こんなに定時を待ち遠しいと思ったのって久しぶりじゃないかな? 

会計課にいた頃は、できるだけ定時で退勤することが求められていた。

だから終わりの時間を意識せざるを得なかったけど、待ち遠しいというのとは少し違ったし。

秘書になってからは、残業という概念(?)の無い研究員の先生方のペースで、定時なんてあってないようなものになって。

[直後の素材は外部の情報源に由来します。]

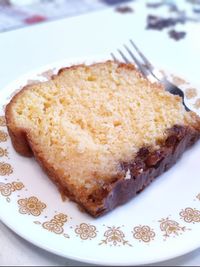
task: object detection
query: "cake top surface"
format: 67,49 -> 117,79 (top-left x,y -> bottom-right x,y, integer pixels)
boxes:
6,61 -> 195,191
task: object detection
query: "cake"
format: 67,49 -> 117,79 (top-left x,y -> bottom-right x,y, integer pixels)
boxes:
6,61 -> 200,217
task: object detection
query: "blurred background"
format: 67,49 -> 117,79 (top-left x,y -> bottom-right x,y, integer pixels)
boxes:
0,0 -> 129,32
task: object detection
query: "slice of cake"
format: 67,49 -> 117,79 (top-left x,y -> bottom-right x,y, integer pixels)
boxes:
6,61 -> 200,217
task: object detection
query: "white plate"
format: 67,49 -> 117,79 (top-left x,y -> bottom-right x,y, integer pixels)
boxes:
0,57 -> 200,265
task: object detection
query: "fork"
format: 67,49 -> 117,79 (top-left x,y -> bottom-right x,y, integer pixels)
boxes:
111,40 -> 190,111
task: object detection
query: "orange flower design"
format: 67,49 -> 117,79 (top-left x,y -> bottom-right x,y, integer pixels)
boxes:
0,147 -> 8,157
180,208 -> 200,223
0,116 -> 6,126
133,225 -> 156,243
0,182 -> 24,197
18,197 -> 46,216
0,162 -> 13,176
159,218 -> 186,240
42,213 -> 67,235
99,226 -> 132,246
0,131 -> 8,142
75,223 -> 97,240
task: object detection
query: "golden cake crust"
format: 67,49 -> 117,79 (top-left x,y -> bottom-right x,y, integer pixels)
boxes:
5,61 -> 200,217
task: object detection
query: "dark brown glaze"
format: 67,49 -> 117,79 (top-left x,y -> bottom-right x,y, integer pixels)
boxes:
85,125 -> 200,217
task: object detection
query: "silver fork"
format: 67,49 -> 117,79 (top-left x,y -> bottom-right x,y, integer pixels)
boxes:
111,40 -> 190,111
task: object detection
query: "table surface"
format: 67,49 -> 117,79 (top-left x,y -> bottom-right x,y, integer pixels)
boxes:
0,1 -> 200,266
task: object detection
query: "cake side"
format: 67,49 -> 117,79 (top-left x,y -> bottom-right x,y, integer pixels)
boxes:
6,61 -> 200,217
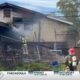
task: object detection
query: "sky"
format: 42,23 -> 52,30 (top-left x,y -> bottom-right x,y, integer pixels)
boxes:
0,0 -> 59,13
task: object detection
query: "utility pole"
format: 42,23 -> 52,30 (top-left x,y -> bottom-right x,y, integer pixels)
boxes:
54,28 -> 57,50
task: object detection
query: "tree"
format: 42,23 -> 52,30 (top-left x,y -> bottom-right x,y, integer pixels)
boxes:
57,0 -> 80,45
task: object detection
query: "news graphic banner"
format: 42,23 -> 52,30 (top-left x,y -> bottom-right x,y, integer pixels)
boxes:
0,71 -> 80,80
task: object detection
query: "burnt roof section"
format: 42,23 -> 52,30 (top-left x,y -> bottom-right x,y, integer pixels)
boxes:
0,2 -> 73,25
0,2 -> 44,15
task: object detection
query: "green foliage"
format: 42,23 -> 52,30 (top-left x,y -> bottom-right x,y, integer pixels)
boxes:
15,62 -> 53,71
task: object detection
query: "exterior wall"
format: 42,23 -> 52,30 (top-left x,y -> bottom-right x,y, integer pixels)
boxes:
0,7 -> 75,46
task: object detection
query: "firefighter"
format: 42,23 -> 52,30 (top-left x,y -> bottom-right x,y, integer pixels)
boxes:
66,48 -> 78,71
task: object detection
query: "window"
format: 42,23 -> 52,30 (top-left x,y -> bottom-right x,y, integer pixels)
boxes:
4,8 -> 10,17
13,17 -> 23,22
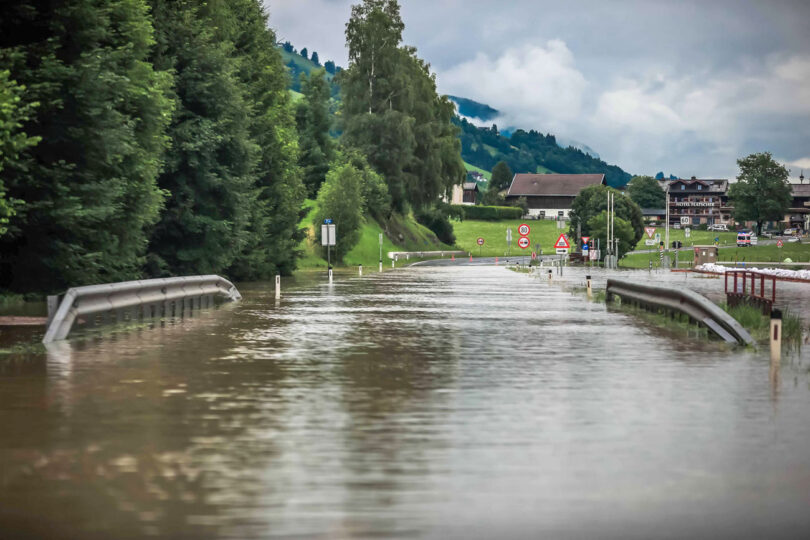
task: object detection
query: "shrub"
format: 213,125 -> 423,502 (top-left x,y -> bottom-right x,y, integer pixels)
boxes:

もちろん、本当はそういう働き方ってあまりよくないのだろうけど。

「じゃ、出ましょうか」

「はいっ」

田中先生の予想通り、古賀先生は定時になると同時にルンルン退勤。

真鍋さんは「今日こそリベンジ!」と合コンへ。

テクニカルさんたちもあっという間にいなくなり、ラボは私と田中先生だけになった。

「やっと一緒に帰れる」

「本当に。いつも下まで一緒に行って、そこでバイバイでしたもんね」

一刻も早くこの研究棟を出て、お仕事モードを完全に解除したい。

こんなに近くにいるのに、隣にいるのに、つなげない手がもどかしい。

でも、がまんがまん……。

そうしてようやく警戒態勢(?)を解除できたのは、車で門を出てからだった。

「夕飯なんですが、今日は俺がいつもよく行く店でもいいですか?」

「もちろんですっ」

最近とくに思うのだけど、私ってば言葉に関するセンサーがちょっとおかしくなっているみたい。

といっても、田中先生との会話に限ってのことだけど。

先生の言葉の一つひとつに過剰に反応してしまうのだから。

今だって――「今日は」ってことは、明日とか明後日とか「次」が確実にあるってことだよねって、すごく嬉しくなったりして。

先生の馴染みのお店に連れて行ってもらえるなんて「私ってすごい!」なんて思ったり。